Wednesday, December 5, 2012

Black Friday or Good Friday

This post comes to us from James Krombholz Pastor of Faith Lutheran Church, New Providence NJ

I am becoming increasingly wary of comparisons of a church to a business enterprise -- even missional church. The comparison is all too easy, especially since all business is concentrating on staying "mission-focused" and mission driven. When we confuse church and business, don't we reinforce a way of relating to each other that reduces all relationships to customer-service relationships. Here's what I mean.

"Black Friday is the retailers’ showcase, a time when they should do everything they possibly can to ensure they perform flawlessly—to inspire customers’ long-term loyalty by delivering more than they were expecting."

Now substitute Christmas, Easter or other high-traffic church events for Black Friday and church or congregation for retailers. When we do this we come to diagnose (misdiagnose, I think) our problem as an inability to inspire our customers' long-term loyalty by delivering more than they were expecting. Maybe our churches cannot change, not because our basic model is broken, but because we as people and pastors cannot think or act or relate except as merchants or industrialists. We have received from our tradition and from our ancient scripture an agrarian way of understanding the world, each other and our God, not to mention God's work in our lives and in the world (see the parable of the sower), but we continue to think it would be better if we treated church as business and industry. We have applied industrial technique to agriculture with disasterous consequences. Why would we expect any better result for our churches. Treat a farm like a business and it will go bankrupt or become an plantation or destroy its environment in search of greater and greater profit. Maybe the same can be said for churches. I love this story from Wendell Berry's Economy and Pleasure ...

"I was fortunate, late in life, to know Henry Besuden of Clark County, Kentucky, the premier Soutdown sheep breeder and one of the great farmers of his time. He told me once that his first morning duty in the spring and early summer was to saddle his horse and ride across his pastures to see the condition of the grass when it was freshest from the moisture and coolness of the night. What he wanted to see in his pastures at that time of the year, when his spring lambs would be fattening, was what he called "bloom" - by which he meant not flowers, but a certain visible delectability. He recognized it, of course, by his delight in it. He was one of the best of the traditional livestockmen - the husbander or husband of his animals. As such, he was not interested in "statistical indicators" of his flock's "productivity." He wanted his sheep to be pleased. If they were pleased with their pasture, they would eat eagerly, drink well, rest, and grow. He knew their pleasure by his own. "

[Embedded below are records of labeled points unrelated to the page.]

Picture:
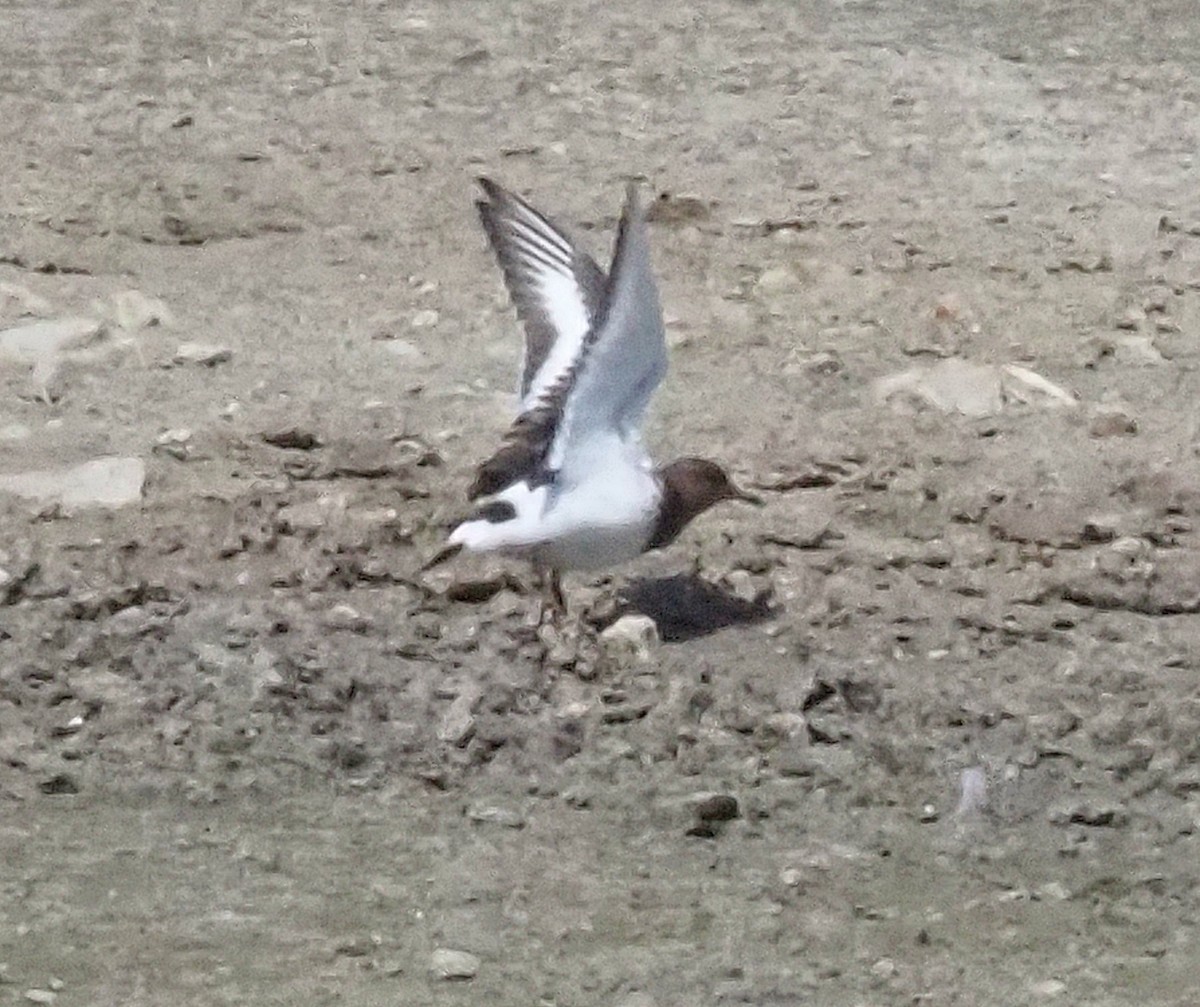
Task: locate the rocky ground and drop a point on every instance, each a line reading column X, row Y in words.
column 924, row 730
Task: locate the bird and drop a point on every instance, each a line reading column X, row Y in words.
column 571, row 486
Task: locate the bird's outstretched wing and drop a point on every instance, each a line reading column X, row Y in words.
column 557, row 288
column 618, row 361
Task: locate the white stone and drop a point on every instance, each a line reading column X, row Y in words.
column 39, row 339
column 1048, row 988
column 449, row 964
column 347, row 617
column 112, row 481
column 205, row 354
column 15, row 432
column 136, row 311
column 634, row 634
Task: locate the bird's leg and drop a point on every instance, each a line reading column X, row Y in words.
column 553, row 604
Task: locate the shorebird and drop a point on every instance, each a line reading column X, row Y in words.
column 571, row 486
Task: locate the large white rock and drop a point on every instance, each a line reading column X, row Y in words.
column 112, row 481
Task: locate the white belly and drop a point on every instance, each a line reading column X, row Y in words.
column 598, row 523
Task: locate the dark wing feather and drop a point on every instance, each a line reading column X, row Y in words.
column 527, row 448
column 556, row 287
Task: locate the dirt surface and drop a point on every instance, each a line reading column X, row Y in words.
column 924, row 730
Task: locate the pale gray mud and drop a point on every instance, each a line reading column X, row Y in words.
column 933, row 282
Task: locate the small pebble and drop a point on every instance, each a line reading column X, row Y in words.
column 1048, row 988
column 348, row 618
column 449, row 964
column 203, row 354
column 636, row 635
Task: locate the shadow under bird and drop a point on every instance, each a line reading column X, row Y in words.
column 571, row 486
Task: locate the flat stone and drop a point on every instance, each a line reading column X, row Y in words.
column 449, row 964
column 113, row 481
column 203, row 354
column 39, row 339
column 636, row 635
column 136, row 310
column 41, row 342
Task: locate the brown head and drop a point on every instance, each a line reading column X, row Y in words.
column 690, row 486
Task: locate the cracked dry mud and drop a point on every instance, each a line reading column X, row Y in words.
column 927, row 729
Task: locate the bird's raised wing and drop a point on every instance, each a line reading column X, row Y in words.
column 556, row 287
column 624, row 357
column 601, row 394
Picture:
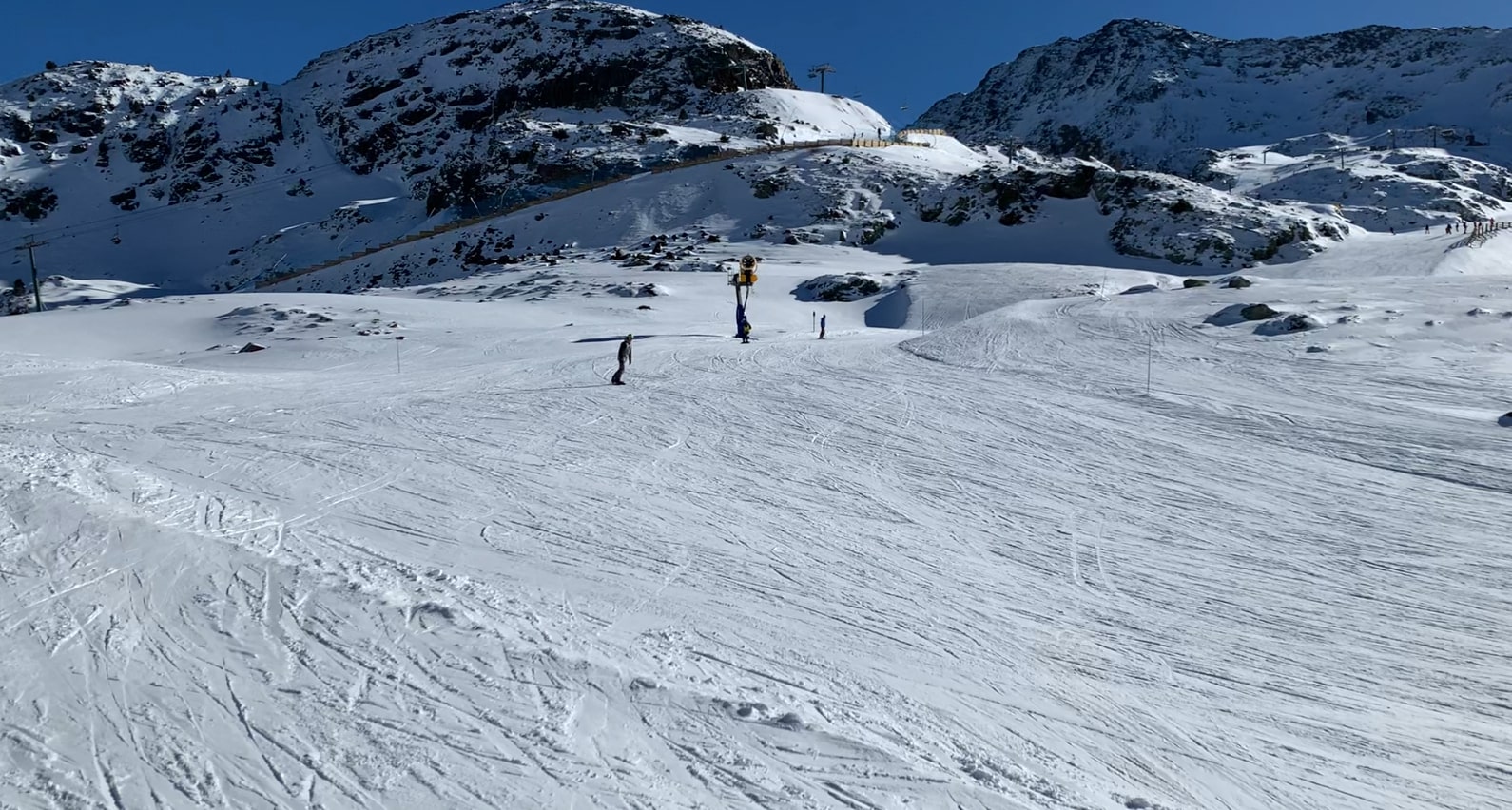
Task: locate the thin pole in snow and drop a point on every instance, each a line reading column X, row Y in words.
column 1150, row 361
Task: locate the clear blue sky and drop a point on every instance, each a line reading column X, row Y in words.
column 889, row 53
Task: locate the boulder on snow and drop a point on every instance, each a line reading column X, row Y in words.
column 1239, row 313
column 1294, row 322
column 838, row 287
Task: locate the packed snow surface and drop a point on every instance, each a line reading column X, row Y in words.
column 1009, row 537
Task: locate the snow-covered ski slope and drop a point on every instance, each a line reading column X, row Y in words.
column 965, row 561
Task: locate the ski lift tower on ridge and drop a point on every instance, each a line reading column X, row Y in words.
column 743, row 280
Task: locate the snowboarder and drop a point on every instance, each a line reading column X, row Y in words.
column 625, row 360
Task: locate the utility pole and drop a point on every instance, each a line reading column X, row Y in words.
column 818, row 71
column 30, row 251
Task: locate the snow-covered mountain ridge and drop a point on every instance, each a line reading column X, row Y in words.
column 1147, row 92
column 213, row 182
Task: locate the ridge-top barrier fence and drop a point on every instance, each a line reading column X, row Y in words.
column 725, row 154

That sound a lot more like the work of a pastor than this ...

“I personally apologize for the experience you had, and I apologize for any other customer that might have experienced that,” he told me. ... When I asked about why that Wal-Mart worker [pastor] had pooh-poohed the website’s inventory listing [the religious or spiritual service I came looking for], he said there were some “misaligned incentives” between store workers [clergy] and Web orders [your spiritual desires]. At the moment, in-store employees don’t get any credit toward their bonuses for sales made online [self-guided spiritual experience] but picked up in a store [by attending worship]."

But guess which one sounds more like my day? Customer service, you got it. But that's what the mission-statement says: We're a "Christ-centered [customer] servant community." I don't think we need to change our model as much as we need to understand what we are and what we have to offer a world that is being destroyed by Wal-Mart, Amazon and a host of other enterprises that thrive on statistical indicators and productivity. Maybe we can once again offer a place, a community, a savior, a kingdom to which this "brood of vipers" or "generation" can flee for refuge, repentance and redemption.

Anyhow, maybe our problem is that we're a nation of merchants. How do we change that?

1 comment:

  1. Jim's thoughts bring to mind the opening of Bohnhoeffer's Cost of Discipleship where he chides the church of his day for being preoccupied with "shopkeeper's concerns.

    What concerns me about these ideas is if we are all either a consumer or a merchant, than all of our relationships are inherently manipulative. Christ seems to be calling us to be something different. Our relationships need to be centered in grace.